Chinar is considered to be the best habitat for the birds, even some preliminary studies conducted by the Botany Department at University of Kashmir, suggest the same.
Chinar is extremely important for carbon sequestration which is a process of capturing and storing atmospheric carbon dioxide.
"Through this method there is a reduction of the amount of carbon dioxide in the atmosphere with the goal of reducing global climate change," Dr Anzar says.
He says to combat the climate change crisis these trees are the best nature-based solutions. "The higher the number of Chinars, the more carbon dioxide would be sequestered."
"Different trees have different abilities to sequester and in my observation Chinars possibly have the best abilities in doing so in comparison to other trees.
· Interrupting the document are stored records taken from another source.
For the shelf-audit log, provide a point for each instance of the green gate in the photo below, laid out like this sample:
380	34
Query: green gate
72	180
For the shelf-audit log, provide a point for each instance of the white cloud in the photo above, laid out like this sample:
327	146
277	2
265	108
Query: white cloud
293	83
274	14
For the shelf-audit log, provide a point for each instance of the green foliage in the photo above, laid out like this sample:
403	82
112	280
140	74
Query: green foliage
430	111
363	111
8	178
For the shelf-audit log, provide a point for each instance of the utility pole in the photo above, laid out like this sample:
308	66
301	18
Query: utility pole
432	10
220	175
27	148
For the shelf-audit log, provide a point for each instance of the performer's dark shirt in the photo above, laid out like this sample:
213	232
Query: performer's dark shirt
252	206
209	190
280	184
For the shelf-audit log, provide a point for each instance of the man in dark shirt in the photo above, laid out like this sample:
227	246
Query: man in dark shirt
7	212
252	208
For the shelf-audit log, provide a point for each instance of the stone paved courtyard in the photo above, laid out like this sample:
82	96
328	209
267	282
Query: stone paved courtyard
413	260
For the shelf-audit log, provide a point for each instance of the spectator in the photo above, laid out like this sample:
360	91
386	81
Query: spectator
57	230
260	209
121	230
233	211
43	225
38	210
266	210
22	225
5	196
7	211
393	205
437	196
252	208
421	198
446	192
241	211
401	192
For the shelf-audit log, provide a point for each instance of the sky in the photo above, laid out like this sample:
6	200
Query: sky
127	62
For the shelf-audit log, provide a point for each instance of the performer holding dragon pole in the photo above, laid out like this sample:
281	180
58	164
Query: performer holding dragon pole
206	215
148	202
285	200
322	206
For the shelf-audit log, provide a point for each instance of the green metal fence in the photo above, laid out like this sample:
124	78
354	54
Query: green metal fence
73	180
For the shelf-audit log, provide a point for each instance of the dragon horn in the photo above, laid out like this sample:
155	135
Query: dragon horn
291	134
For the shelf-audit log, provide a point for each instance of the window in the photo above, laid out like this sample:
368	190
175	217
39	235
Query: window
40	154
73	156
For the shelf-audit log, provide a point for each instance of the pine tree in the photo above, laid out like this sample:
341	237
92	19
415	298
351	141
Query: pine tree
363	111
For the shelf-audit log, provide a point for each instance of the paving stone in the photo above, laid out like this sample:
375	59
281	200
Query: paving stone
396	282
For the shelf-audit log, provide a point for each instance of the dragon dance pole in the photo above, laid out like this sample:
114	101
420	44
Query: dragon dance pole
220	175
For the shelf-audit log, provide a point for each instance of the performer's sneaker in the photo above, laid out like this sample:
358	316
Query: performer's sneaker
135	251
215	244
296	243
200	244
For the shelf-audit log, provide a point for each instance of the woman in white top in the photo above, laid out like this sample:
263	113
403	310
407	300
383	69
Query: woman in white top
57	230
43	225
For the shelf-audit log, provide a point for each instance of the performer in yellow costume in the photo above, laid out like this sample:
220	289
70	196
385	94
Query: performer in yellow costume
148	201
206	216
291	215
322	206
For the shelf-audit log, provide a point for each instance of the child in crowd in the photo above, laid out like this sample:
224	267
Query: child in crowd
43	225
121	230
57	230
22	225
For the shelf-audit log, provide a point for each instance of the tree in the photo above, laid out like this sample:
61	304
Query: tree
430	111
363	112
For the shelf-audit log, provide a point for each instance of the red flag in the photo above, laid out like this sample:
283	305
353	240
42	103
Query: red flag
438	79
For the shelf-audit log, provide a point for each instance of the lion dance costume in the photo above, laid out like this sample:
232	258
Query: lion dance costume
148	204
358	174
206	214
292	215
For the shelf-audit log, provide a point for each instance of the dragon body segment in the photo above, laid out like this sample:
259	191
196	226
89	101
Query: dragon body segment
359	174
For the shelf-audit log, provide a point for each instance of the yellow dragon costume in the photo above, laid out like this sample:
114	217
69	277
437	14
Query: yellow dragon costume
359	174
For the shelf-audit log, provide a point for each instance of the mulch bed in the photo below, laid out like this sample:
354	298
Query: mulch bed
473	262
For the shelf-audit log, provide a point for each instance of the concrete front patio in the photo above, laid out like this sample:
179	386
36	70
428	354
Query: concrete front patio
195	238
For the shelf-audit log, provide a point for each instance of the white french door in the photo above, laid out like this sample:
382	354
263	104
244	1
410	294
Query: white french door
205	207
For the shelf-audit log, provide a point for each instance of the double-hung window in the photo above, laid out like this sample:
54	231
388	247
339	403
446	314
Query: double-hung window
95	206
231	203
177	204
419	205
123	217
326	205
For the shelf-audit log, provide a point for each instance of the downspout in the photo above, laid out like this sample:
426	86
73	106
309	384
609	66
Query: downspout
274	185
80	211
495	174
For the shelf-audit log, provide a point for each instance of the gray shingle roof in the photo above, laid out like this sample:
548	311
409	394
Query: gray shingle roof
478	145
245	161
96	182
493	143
So this can be a potential tree in mitigating the effects of global warming."
Government is right now mulling to geo-tag all the Chinars of the valley. 
"We have a project going on which will probably take off within a week where all the Chinar trees will have GPS tagging," says Latief Ahmad Bhat, DFO SFRI. 
He said that so far no exact data or census available regarding the number of Chinars, there is no inventory. "With this initiative we will have an exact figure of the number of Chinars we have right now."
The purpose of this is to conserve and monitor the trees in Kashmir. 
He also mentioned that besides this there is mass scale propagation and raising of Chinars taking place and supply is being done to all sister concern departments of forest department.